Hanna's Sabbath Dress
- Author: Itzhak Schweiger-Dmi'el
- Illustrator: Ora Eitan
- Genre: Children's picture book
- Publisher: Simon & Schuster Books for Young Readers
- Publication date: 1996
- Pages: 30
- ISBN: 0-689-80517-9
- LC Class: PZ7.S4123 Han 1996

= Hanna's Sabbath Dress =

Hanna's Sabbath Dress is a 1996 book by Itzhak Schweiger-Dmi'el. It was first published in Hebrew in 1937.

The story is accompanied by bright and "blocky" illustrations by Ora Eitan.
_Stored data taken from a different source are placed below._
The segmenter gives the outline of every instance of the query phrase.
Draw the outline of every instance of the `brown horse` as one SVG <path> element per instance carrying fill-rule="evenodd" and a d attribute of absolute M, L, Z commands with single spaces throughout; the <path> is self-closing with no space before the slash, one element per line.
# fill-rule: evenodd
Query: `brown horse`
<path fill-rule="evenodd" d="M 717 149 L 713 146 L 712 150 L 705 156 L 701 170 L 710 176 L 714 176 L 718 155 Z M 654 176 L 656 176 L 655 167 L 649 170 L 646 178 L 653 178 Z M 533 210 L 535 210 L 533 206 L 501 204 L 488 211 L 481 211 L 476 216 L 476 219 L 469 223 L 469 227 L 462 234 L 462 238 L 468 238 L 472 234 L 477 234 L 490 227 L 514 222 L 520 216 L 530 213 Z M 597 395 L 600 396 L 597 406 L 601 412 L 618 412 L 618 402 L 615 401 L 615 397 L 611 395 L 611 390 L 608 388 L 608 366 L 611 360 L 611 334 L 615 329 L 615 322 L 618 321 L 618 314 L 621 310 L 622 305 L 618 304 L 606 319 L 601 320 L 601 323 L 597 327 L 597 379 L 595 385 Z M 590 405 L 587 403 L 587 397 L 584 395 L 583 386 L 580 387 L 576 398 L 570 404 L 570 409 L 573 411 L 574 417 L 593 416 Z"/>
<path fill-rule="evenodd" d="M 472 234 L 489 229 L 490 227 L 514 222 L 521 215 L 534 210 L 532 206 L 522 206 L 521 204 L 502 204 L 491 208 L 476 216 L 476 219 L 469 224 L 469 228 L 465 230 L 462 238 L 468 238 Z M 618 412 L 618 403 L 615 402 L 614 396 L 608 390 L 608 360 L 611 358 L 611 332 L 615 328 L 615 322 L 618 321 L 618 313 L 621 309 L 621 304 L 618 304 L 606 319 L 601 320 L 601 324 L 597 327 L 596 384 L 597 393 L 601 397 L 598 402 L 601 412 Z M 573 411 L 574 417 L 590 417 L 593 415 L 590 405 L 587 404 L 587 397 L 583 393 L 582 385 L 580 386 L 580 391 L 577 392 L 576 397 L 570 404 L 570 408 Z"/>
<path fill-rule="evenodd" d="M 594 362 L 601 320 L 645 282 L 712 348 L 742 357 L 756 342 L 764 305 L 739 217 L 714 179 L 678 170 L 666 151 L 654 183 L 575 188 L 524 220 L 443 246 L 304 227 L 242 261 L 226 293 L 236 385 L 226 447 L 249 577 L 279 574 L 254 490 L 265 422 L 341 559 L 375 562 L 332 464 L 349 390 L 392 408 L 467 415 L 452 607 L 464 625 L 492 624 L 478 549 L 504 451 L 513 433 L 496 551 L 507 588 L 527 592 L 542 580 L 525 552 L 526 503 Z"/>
Hanna's Sabbath Dress has been distributed by PJ Library, a service that sends out Jewish books to families at no cost, on multiple occasions.

==Critical reception==

The book received several positive reviews. Booklist favored Hanna's Sabbath Dress, writing, "...this simple story, with new illustrations and translation, still has considerable charm." The New York Times Book Review approved of the book, writing, "Fresh, impressionistic gouache artwork accompanies a new translation of a well-loved and quite magical Israeli story." The School Library Journal also recommended the book, saying, "This story, originally written in 1937 but newly translated and illustrated, is a welcome addition." Another positive review was from Horn Book Magazine, which wrote, "the simple story is a perfect example of the moral tale in which a child's act of kindness is rewarded in a mysterious and magical way."